PARIS (Reuters) - In his 40 years in the auto industry, the praise Carlos Ghosn has won for turning around businesses has regularly been matched by criticism over the amount he has been paid to do it.
In the latest furore over his finances, Japan’s Nissan Motor Co Ltd (7201.T) said on Monday it planned to oust Ghosn as chairman after alleging he had made personal use of company assets, among other acts of suspected misconduct.
The scandal comes just five months after the 64-year-old head of the Renault-Nissan alliance narrowly won a shareholder vote at Renault over his 7.4 million euro ($8.5 million) pay package for 2017, after losing a 2016 vote.
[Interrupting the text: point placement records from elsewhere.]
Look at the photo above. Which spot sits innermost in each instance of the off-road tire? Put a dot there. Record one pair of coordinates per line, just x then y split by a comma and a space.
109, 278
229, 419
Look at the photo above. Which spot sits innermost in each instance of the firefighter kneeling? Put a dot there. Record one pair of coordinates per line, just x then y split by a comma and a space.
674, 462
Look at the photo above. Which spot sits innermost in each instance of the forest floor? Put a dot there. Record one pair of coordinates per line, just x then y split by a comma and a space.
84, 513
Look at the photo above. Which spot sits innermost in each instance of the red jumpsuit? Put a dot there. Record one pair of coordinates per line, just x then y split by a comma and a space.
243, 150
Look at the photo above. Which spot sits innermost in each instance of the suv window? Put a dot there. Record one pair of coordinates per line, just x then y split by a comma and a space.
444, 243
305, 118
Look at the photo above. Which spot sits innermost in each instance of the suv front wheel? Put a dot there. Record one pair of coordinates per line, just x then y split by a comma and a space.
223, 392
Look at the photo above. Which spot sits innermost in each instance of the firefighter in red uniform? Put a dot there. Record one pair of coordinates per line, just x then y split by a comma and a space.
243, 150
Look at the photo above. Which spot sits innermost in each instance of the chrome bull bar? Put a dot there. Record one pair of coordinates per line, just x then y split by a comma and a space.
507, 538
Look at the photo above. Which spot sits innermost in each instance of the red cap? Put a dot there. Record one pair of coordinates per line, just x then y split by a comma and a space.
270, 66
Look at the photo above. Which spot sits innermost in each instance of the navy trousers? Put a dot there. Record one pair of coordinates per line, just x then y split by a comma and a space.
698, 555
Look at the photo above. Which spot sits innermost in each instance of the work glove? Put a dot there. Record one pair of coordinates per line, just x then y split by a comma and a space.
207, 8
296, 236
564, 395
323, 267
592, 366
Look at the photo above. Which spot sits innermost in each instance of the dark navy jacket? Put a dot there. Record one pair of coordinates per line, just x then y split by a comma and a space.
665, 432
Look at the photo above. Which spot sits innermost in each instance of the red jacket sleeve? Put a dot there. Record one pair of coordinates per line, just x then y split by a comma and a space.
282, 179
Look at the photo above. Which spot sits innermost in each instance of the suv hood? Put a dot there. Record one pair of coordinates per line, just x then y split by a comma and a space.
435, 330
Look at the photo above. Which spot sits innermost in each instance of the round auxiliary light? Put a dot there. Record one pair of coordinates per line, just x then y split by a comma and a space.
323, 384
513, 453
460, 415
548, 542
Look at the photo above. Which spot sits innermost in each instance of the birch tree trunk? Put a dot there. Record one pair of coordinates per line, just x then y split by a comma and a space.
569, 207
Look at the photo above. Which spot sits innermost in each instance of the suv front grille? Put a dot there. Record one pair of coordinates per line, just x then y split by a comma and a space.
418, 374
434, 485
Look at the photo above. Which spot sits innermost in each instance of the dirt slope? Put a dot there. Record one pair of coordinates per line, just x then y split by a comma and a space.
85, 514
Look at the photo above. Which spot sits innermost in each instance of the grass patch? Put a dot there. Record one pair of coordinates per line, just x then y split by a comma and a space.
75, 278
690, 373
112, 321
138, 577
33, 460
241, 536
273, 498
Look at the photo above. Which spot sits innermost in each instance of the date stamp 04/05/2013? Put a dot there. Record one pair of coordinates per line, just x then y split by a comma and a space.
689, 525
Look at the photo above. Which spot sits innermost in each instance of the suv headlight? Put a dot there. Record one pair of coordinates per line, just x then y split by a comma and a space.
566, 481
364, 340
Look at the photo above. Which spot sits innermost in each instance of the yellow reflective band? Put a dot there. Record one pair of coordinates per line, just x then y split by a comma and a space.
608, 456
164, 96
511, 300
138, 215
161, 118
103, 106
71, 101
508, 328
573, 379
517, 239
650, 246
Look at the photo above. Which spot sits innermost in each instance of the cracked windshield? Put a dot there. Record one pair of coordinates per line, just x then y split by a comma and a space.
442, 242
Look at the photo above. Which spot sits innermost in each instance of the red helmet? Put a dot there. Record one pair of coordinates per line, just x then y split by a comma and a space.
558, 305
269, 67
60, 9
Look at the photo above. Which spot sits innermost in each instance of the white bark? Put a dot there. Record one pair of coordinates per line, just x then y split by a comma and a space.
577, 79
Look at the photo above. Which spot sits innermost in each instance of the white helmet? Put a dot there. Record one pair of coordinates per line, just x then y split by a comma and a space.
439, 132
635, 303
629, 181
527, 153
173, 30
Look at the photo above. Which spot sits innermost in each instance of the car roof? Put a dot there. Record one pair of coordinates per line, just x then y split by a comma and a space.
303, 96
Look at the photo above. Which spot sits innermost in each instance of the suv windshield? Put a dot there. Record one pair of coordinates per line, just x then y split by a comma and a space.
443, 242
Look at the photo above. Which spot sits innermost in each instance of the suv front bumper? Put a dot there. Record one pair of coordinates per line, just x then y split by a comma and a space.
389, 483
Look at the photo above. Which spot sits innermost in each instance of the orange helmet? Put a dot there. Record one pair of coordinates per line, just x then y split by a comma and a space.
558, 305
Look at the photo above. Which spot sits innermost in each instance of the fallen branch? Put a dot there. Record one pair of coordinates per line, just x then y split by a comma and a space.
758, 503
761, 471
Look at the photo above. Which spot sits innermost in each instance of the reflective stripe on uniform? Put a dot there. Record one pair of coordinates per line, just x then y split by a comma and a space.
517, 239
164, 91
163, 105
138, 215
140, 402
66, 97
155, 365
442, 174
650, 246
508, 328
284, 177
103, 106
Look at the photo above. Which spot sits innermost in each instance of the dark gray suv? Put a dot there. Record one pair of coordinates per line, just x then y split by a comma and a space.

Brazilian-born, of Lebanese descent and a French citizen, Ghosn began his career in 1978 at tiremaker Michelin, before moving to Renault in 1996, where he oversaw a turnaround at the French automaker that won him the nickname “Le Cost Killer.”
After Renault sealed an alliance with Nissan in 1999, Ghosn used similar methods to revive the ailing Japanese brand, leading to “business superstar” status in Japan, blanket media coverage and even a manga comic book on his life.
As auto markets in western Europe and Japan struggled, Ghosn championed a cheap car for the masses in emerging markets and embraced the electric vehicle before many others.
He also never made it a secret that he believed there were too many carmakers in the world and consolidation would continue - in 2016 he added Japan’s Mitsubishi Motors Corp to the alliance.
But in recent months, attention has increasingly turned to how the complex web of cross-shareholdings between the alliance partners might be simplified to ensure it can thrive following the eventual departure of its main architect.
In March, sources close to the matter told Reuters the alliance partners were discussing plans for a closer tie-up in which Nissan would acquire the bulk of the French state’s 15 percent stake in Renault.
With Japan’s Yomiuri newspaper reporting on Monday that Ghosn had been arrested by Tokyo prosecutors on suspicion of under-reporting his salary, the alliance’s plans for the future just got more pressing.